Haro was founded by Bob Haro in 1978, and is most well known for its BMX bikes. Haro was known as the “Father of Freestyle” and his company got in on the BMX boom’s ground floor in the 80’s.

In the late 80’s Haro started producing mountain bikes. And not just any plain old bike. They didn’t just throw some Shimano parts on a steel diamond frame. They were out there.  They made a big splash and that helped make them a very popular bike in the vintage world.

They still sell BMX and mountain bikes, but we don’t care about that – let’s look at the old ones.

Haro Extreme

Extreme has become a pretty toothless buzzword due to overuse, but in 1990, no other word better described Haro’s mountain bikes. They featured elevated headtubes, road time trial bike-like profiles (aka “funny bikes“), bolted together frames, and extra loud 90’s paint jobs. Plus, they were made with high end parts, like the XT equipped bike here, that also featured a Tange Switchblade fork.

Wing Strut and Wingbar

They also experimented with parts. The Wing Strut stem and Wingbar used an oversize clamp – which is the current standard size btw – and flat bar with a forward facing curve at the grips. Tell me this arrangement doesn’t look really comfy.

Haro Extreme Team

Richard Cunningham developed the concept of an aluminium front triangle bolted to a steel rear triangle. It gave you a stiff front end, and some compliance in the rear. Nishiki licensed the design, but I don’t know if Haro did as well, or just went ahead and used the design. It looked great but was prone to breaking.

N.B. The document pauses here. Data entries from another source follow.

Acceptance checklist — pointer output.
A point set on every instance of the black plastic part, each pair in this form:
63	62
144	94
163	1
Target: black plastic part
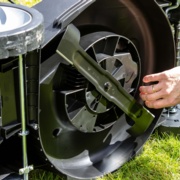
171	121
58	14
89	155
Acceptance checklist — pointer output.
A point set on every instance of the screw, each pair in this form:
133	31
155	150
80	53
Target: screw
107	86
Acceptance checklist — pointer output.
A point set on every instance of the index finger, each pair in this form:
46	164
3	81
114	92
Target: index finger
153	77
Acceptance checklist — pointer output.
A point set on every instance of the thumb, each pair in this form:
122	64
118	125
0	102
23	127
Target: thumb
152	78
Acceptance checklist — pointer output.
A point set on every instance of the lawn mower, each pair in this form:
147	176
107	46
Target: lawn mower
70	73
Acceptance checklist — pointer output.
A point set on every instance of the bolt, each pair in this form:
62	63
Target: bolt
107	86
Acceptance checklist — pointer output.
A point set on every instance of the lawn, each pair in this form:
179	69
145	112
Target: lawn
159	160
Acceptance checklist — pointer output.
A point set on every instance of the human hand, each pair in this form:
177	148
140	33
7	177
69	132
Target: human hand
164	90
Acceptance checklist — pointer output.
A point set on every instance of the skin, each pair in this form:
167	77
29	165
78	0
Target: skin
163	89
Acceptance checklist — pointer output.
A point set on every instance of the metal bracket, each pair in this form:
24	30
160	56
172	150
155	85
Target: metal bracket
107	85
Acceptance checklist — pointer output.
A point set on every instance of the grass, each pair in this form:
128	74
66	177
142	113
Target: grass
159	160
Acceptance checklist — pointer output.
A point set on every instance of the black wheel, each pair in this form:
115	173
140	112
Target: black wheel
81	133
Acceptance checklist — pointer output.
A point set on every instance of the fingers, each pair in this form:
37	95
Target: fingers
150	89
160	103
151	97
153	77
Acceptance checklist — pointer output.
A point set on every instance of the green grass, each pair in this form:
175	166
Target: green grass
159	160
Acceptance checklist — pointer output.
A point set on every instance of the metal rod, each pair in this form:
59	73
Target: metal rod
23	116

By 1996, Haro had dropped this extreme style. I’m not sure why, but then again I don’t know why they started with it. Seemingly whatever problems were solved by elevated chainstays were actually solved by something else, because they didn’t exist by the late 90’s. And the wild colours were just not fashionable anymore.

Given that Haro still exists, this was probably a good move on their part.  I had a Werks XLS in the early 2000s, and I really liked it. Also I’ve read a very favourable review in Mountain Bike Action of their current Shift bikes, so it’s safe to say that they still make some good bikes. It’s nice to see they’re all under $2000 too.

They really need to bring that red/yellow/white fade back though.